Depending on the values of some indicator columns, that here we call condition1, condition2 , I wanted to do a faceting where in each facet corresponding to the specific value of condition1 on the rows and condition2 on the colums, I can show a standard plot of x vs y.

There are mainly two approaches here to solve this problem. The first is the standard of melting the dataframe into a three columns dataset, where for every single couple of values of condition1 and condition2 we unroll the values of x and y. This is described in this question on stackoverflow

The second approach that I’ve found much clearer is to focus on the concept of plotting function provided to the grid method of the sns.Facetgrid class.

Typically people is expected to provide a simple plotting function such as plt.plot or plt.bar etc. However, looking at the seaborn code, I’ve noted how any function returning an instance of a matplotlib.figure can be used.

The case of faceting plots

Here is a minimally working example (MWE) example where I try to plot a function of variables x and y depending on the specific values of two other faceting variables. The plots are some custom function that show that for each different condition1 and condition2 different plots are created.

import matplotlib.pyplot as plt
import numpy as np
import pandas as pd
import seaborn as sns
plt.style.use('ggplot')
T = []
condition1 = [-1,0,1]
condition2 = [1,2,3]
x = np.linspace(-5,5,100)
# Let's build our dataframe
for c1 in np.unique(condition1):
    for c2 in np.unique(condition2):
        T.append({'condition1':c1,
                  'condition2':c2,
                  'x':np.cos(x/c2+c1),
                  'y':np.sin(x*c2-c1)})

df = pd.DataFrame(T)

The trick is to design the exact function to be passed to the FacetGrid.map method. It has to correspond to the mappable values.

grid = sns.FacetGrid(df, row='condition1', col='condition2')
grid.map(lambda _x,_y, **kwargs : plt.plot(_x.values[0],_y.values[0]), 'x','y')

In other words the variables ‘x’ and ‘y’ get mapped as input to the first argument of the FacetGrid.map method. Here I have also highlighted that the signature of the lambda function provided hasn’t to match exactly the name of the variables to be used in faceting, as I’ve used _x as placeholder for the 'x' column in the df dataframe.

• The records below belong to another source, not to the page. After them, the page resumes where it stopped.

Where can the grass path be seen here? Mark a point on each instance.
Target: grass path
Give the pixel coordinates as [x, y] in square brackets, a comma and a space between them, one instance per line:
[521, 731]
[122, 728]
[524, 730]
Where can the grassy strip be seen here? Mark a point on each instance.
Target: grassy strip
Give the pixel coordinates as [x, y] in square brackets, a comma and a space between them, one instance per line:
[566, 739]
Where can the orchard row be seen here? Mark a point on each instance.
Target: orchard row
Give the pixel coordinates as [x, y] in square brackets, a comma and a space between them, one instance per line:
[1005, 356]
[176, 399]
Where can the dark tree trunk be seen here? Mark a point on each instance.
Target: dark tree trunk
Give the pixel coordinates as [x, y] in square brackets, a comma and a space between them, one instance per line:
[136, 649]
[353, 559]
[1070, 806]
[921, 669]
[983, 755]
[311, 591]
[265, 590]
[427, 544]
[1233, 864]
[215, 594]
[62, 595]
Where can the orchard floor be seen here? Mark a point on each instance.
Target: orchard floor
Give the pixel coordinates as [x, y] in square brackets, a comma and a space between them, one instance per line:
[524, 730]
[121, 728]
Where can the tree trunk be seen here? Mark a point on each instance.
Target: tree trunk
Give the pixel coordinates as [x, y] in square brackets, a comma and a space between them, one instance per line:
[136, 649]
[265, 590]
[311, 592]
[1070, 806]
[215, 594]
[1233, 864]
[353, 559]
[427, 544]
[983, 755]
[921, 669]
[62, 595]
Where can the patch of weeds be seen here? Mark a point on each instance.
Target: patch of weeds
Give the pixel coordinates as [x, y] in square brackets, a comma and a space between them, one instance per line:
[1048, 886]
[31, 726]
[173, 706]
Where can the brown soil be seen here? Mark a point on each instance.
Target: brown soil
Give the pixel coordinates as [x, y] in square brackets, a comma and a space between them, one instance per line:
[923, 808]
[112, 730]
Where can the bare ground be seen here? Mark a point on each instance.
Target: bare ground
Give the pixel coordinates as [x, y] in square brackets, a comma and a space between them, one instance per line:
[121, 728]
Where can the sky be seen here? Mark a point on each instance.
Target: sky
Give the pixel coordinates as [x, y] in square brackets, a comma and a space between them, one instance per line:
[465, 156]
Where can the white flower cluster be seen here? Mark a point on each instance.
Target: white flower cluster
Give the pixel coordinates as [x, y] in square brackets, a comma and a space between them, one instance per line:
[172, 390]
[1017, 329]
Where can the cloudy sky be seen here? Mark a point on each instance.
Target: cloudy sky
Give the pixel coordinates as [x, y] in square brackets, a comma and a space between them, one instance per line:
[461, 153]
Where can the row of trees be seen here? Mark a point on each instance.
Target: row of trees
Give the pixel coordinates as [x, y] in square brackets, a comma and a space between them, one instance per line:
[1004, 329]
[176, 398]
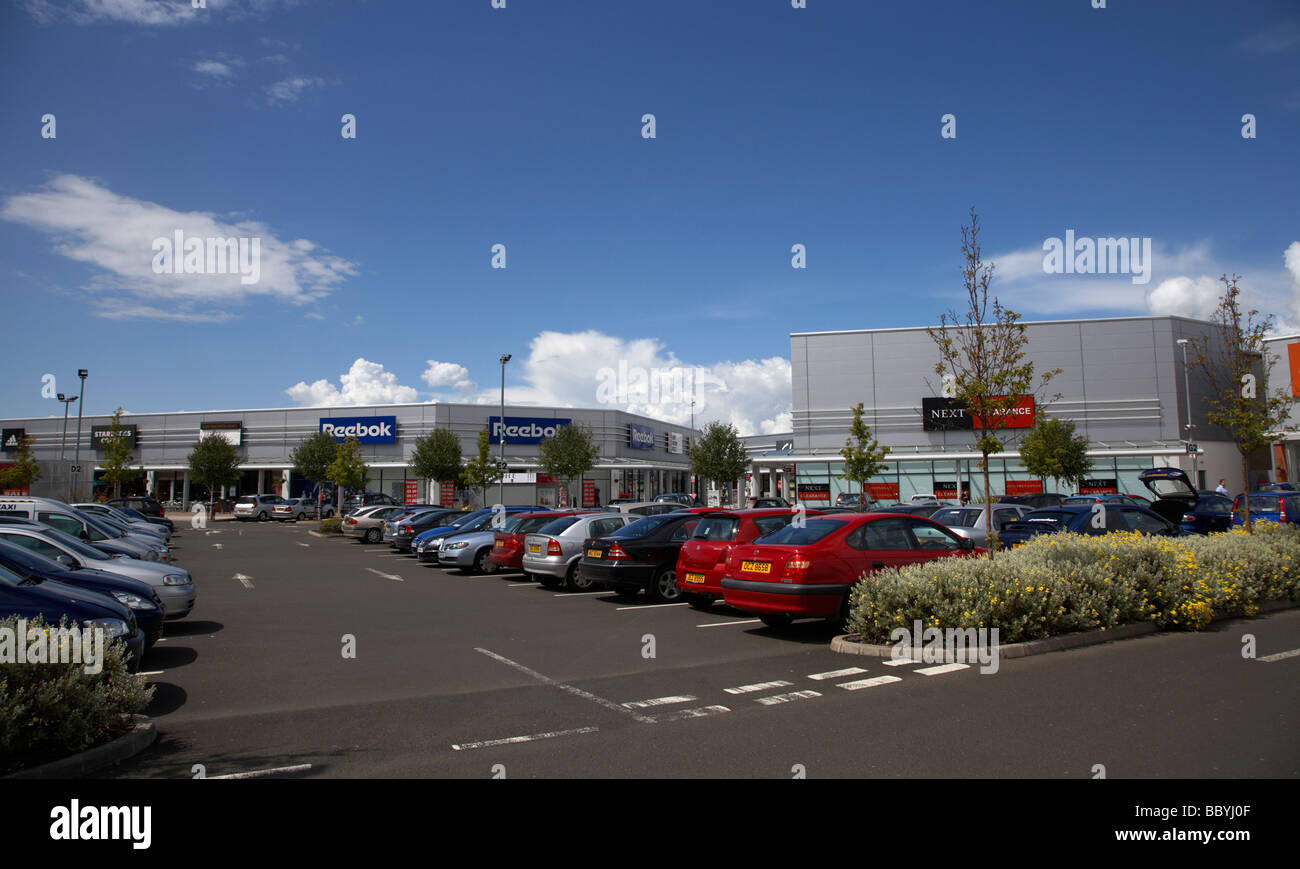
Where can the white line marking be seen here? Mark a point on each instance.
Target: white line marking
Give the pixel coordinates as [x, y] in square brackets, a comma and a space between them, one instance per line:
[579, 692]
[267, 772]
[757, 686]
[648, 606]
[867, 683]
[941, 669]
[659, 701]
[511, 740]
[785, 697]
[698, 712]
[836, 674]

The case of faceting images

One can do more complicate things. It is possible to facet images that depend on some condition.

Let us build again our omnicomprehensive dataframe, each row of the picture column contains a numpy.array with two dimensions, to be shown as a matrix. Here for simplicity we generate 5 x 5 random numbers and try to remove the white grid, by using a lambda with a 2-tuple as return argument:

import matplotlib.pyplot as plt
import pandas as pd
import seaborn as sns
plt.style('ggplot2')
T = []
condition1 = ['a','b','c']
condition2 = [1,2,3]
x = np.linspace(-5,5,100)
y = 
# Let's build our dataframe
for c1 in np.unique(condition1):
    for c2 in np.unique(condition2):
        T.append({'condition1':c1,
                  'condition2':c2,
                  'picture':(np.random.random([5,5])+c1)**c2,
                  })
df = pd.DataFrame(T)
grid = sns.FacetGrid(df, row='condition1', col='condition2')
grid.map(lambda x, **kwargs : (plt.imshow(x.values[0]),plt.grid(False)), 'picture')

The result is the following:


Other cases should now be clear, always map a function with the same number of input arguments as the number of mapping variable passed to FacetGrid.map, and make use of the .values[0] method, otherwise a subslice of a pandas dataframe is passed to the plotting function.